胡景博
摘要:“大、小傳統”兩個層面的貫通交流,較為明顯的體現在中國宮廷宴饗樂舞與民間樂舞的聯系中。文章以清代宮廷宴饗樂舞為分析對象,通過梳理其構成情況,試圖找到其所含樂舞的民間樣態,并在“大、小傳統”的理論框架下,闡釋二者的對應關系、存在差異以及溝通方式。
關鍵詞:清代宮廷宴饗樂舞? 俗部樂? 大傳統? 小傳統
中圖分類號:J605?文獻標識碼:A?文章編號:1008-3359(2021)03-0001-04
一、相關概念范疇
20世紀50年代,人類學家羅伯特·雷德菲爾德(Robert Redfield)在其《農民社會與文化:人類學對文明的一種詮釋》一書中提出了具有使用價值的“大、小傳統”二分法的理論分析框架,其概念為:“在某一種文明里面,總會存在著兩個傳統;其一是一個由為數很少的一些善于思考的人們創造出來的一種大傳統,其二是由一個為數很大的,但基本上是不會思考的人們創造出的一種小傳統。大傳統是在學校或廟堂培育出來的,而小傳統則是自發地萌發出來的”并認為“兩個傳統是相互依賴的,大傳統和小傳統之間有持續而長久的影響過程”,目前學術界大部分學者已慣用雷氏的定義來使用這一術語。

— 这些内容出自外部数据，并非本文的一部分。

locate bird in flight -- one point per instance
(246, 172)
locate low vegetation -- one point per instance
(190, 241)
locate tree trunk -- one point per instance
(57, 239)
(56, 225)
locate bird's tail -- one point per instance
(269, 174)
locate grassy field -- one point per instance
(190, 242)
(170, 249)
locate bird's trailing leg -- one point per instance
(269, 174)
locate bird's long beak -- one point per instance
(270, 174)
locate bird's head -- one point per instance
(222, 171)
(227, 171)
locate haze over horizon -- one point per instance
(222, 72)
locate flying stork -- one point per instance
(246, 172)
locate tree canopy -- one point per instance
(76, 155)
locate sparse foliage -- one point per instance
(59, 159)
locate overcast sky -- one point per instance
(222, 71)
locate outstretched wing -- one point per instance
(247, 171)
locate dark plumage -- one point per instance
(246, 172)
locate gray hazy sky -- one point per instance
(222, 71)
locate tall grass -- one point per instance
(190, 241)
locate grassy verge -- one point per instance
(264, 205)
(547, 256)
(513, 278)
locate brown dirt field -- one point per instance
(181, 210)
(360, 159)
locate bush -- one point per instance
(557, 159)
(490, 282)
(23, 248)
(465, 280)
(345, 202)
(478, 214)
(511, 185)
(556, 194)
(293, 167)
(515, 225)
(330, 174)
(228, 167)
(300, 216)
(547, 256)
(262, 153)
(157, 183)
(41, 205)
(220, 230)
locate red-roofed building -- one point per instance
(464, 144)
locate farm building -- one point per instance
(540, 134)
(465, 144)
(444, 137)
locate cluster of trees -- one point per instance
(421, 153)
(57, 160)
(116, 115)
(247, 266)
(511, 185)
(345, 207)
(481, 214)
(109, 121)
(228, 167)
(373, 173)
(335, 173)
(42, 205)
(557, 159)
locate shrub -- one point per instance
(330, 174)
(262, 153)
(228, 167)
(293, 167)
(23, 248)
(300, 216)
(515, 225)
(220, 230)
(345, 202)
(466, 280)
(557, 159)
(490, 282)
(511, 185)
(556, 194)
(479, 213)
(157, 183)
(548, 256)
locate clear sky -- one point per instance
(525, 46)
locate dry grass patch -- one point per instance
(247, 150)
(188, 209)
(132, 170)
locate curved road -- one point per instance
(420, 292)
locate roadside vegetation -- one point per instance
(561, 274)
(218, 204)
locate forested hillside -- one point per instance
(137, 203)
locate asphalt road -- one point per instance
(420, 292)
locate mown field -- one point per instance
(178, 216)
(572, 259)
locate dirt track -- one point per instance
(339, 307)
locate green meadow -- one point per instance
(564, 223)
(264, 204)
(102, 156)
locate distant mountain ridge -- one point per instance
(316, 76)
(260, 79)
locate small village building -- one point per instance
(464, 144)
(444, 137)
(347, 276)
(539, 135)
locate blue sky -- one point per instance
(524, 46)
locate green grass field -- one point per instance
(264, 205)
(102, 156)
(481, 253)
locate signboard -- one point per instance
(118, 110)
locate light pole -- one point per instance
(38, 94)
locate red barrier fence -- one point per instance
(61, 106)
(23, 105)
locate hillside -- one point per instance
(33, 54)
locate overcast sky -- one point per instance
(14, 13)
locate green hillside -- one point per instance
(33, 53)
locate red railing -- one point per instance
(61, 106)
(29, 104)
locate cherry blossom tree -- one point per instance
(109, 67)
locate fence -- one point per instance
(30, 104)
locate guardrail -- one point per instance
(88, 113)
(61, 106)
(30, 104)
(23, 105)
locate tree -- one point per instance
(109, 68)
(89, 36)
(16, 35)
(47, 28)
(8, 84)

隨著人類學研究的發展,雷氏這一定義在面對不同文化的區域性研究中又經歷了后學的修正與重新審視。如研究大眾文化的歐洲學者,指出早期現代歐洲的精英參與了“小傳統”,而大眾人民沒有參與“大傳統”。葉舒憲等學者也主張將“口傳文化傳統”作為“大傳統”,后于文字而出現的“書寫傳統”作為“小傳統”,以“文字書寫權利”作為判斷“大、小傳統”的劃分依據。此外,余英時、費孝通、李亦園、陳來、葛兆光等諸多先生也都根據雷氏理論框架結合自身研究的問題提出了自己的觀點。面對不同文化層次與“大、小傳統”框架的對應問題,莊孔韶先生認為,將雷氏理論作為文化分析的基本原則,在區域性研究中得到修正是十分自然的事,并在其《銀翅:中國的地方社會與文化變遷:1920~1990》一書中指出:“中國文化體系的構成中,高層—基層文化、大—小傳統或精英—大眾文化的對應性意義大致是雷同的”。

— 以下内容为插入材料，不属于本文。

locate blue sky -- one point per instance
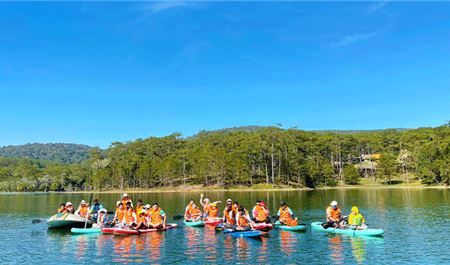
(95, 73)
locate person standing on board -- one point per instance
(334, 215)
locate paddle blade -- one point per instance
(178, 217)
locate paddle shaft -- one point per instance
(89, 205)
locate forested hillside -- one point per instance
(267, 155)
(58, 152)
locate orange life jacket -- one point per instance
(229, 216)
(243, 221)
(120, 213)
(140, 219)
(129, 219)
(195, 212)
(213, 211)
(83, 211)
(335, 213)
(155, 216)
(285, 215)
(260, 213)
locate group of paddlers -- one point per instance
(236, 216)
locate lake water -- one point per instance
(416, 224)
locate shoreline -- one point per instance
(239, 189)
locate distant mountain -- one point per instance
(58, 152)
(253, 128)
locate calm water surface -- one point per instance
(416, 224)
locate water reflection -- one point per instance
(336, 249)
(288, 242)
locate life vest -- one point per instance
(83, 211)
(285, 215)
(260, 213)
(120, 214)
(243, 221)
(213, 211)
(140, 219)
(355, 219)
(195, 212)
(335, 213)
(155, 216)
(124, 202)
(129, 218)
(229, 216)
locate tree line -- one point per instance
(268, 155)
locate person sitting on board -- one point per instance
(356, 220)
(120, 213)
(243, 221)
(139, 207)
(102, 218)
(83, 209)
(129, 217)
(97, 206)
(141, 221)
(334, 216)
(188, 209)
(126, 198)
(285, 215)
(157, 217)
(69, 208)
(194, 214)
(260, 213)
(210, 209)
(229, 217)
(62, 208)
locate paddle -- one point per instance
(37, 221)
(178, 217)
(89, 205)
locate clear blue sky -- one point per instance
(95, 73)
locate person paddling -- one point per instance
(194, 214)
(285, 215)
(157, 217)
(102, 218)
(260, 213)
(334, 215)
(83, 209)
(356, 220)
(129, 218)
(62, 208)
(69, 208)
(229, 217)
(95, 208)
(243, 221)
(210, 209)
(125, 199)
(120, 213)
(141, 222)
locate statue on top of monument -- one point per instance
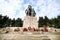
(30, 11)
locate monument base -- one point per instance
(30, 21)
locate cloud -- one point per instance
(16, 8)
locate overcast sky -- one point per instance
(16, 8)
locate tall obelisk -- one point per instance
(30, 19)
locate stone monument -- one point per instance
(30, 20)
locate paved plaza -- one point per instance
(41, 36)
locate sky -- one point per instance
(16, 8)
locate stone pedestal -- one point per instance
(30, 21)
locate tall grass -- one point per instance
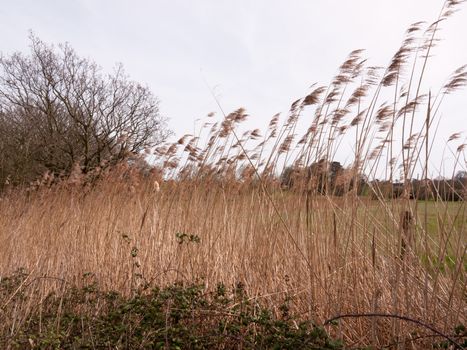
(218, 212)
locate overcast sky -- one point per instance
(258, 54)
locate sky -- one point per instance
(260, 55)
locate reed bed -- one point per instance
(214, 209)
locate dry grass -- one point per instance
(223, 216)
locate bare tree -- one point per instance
(58, 109)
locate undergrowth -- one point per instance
(173, 317)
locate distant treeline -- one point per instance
(331, 178)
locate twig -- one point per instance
(400, 317)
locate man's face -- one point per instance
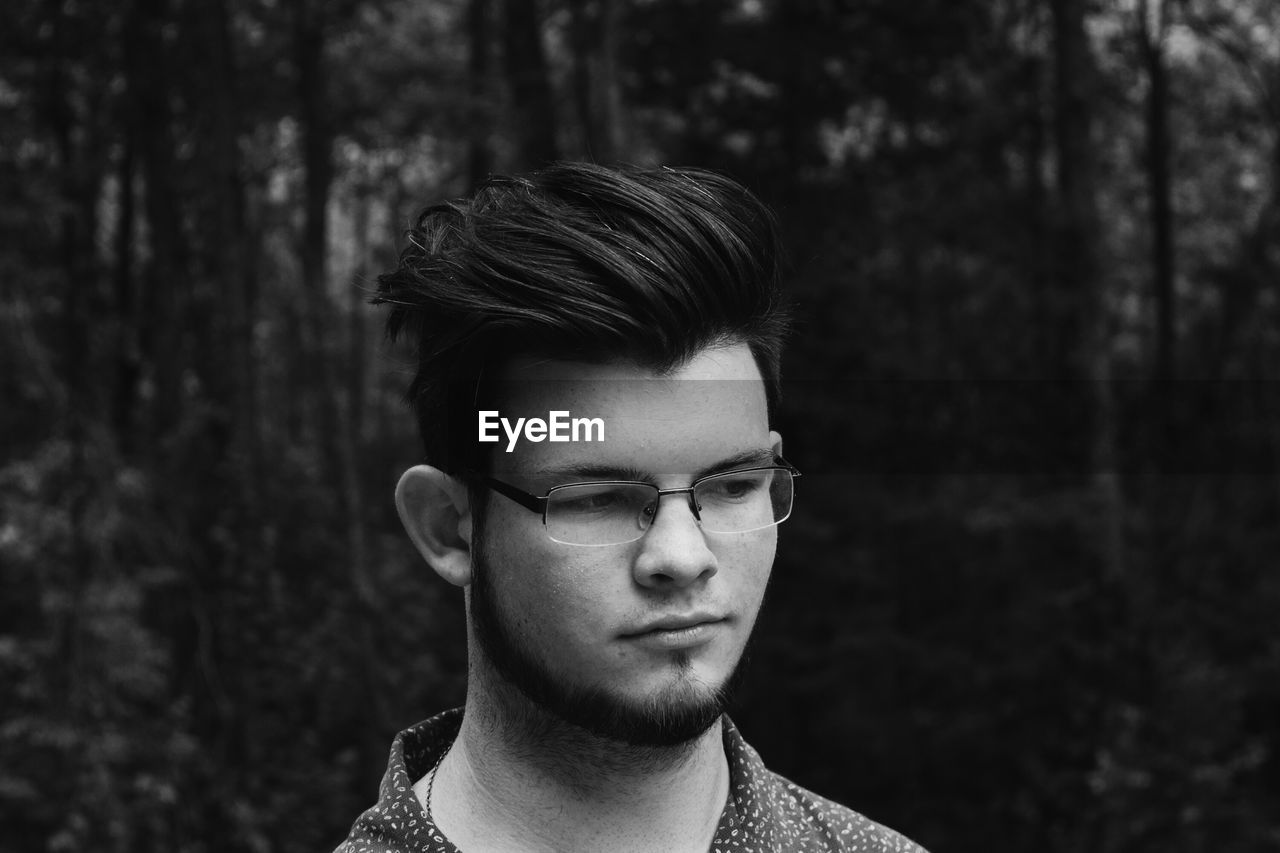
(634, 642)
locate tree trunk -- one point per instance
(1083, 282)
(529, 85)
(479, 69)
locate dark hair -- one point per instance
(584, 263)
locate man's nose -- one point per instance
(673, 550)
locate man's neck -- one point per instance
(542, 784)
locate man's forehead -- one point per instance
(690, 419)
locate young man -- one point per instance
(598, 357)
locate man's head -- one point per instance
(580, 263)
(647, 300)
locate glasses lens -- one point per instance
(599, 512)
(741, 501)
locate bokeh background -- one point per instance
(1029, 597)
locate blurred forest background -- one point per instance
(1025, 601)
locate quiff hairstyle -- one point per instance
(584, 263)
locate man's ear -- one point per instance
(435, 510)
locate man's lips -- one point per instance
(670, 624)
(675, 633)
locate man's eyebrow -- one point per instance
(745, 459)
(595, 471)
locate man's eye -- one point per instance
(731, 488)
(592, 502)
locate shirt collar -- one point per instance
(398, 820)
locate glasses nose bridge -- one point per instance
(693, 503)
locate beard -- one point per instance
(668, 717)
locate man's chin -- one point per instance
(670, 716)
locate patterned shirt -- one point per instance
(763, 811)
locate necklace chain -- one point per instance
(430, 780)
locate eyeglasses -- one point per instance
(620, 511)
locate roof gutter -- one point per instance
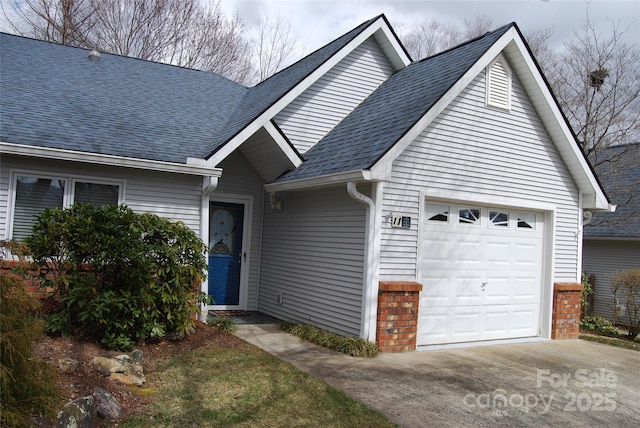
(193, 166)
(324, 180)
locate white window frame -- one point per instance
(69, 189)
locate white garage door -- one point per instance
(481, 271)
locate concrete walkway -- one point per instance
(568, 383)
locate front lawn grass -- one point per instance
(244, 386)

順延此觀點可以發現,在中國禮樂文化的發展過程中,既有“禮失而求諸野”的經歷,又有“樂作于上,化民于下”的階段,形成了相對明晰的“國—野”“雅—俗”“宮廷—民間”等與“大、小傳統”理論相對應的格局。
二、清代宮廷宴饗樂舞的形成
不同于“祭祀之舞不得用卑者之子”的宮廷祭祀樂舞,“大、小傳統”兩個層面的貫通交流,較為明顯的體現在中國宮廷宴饗樂舞與民間樂舞的聯系中。而隨著兩個層面的彼此交流與發展,以樂舞場域(宮廷—民間)作為劃分依據的“大、小傳統”框架,與中國文化的“雅”與“俗”兩個層次,在對應性上也發生了變化。自隋文帝始,宮廷樂舞被分為了“雅”“俗”二部。①吸收進宮廷的“民間俗樂”主要用于宮廷宴饗,其“俗”的內涵逐漸從“街歌巷舞”的地域意義轉化為服務于宮廷精英階級的娛樂性審美標準。而這種“大、小傳統”的交流貫通與《詩經》中被“雅化”的民間作品不同,“民間俗樂”雖然進入到了宮廷,但并沒有在“大傳統”層面與之完全融合。禮制上“雅”“俗”二部的并立而存,使“俗樂”的名稱在宮廷“大傳統”層面得以保留,其審美特征和禮學內涵與“雅樂”有明顯的區分且相對獨立。至此,服務于宮廷宴饗的“俗樂”在“大傳統”層面成為獨特存在。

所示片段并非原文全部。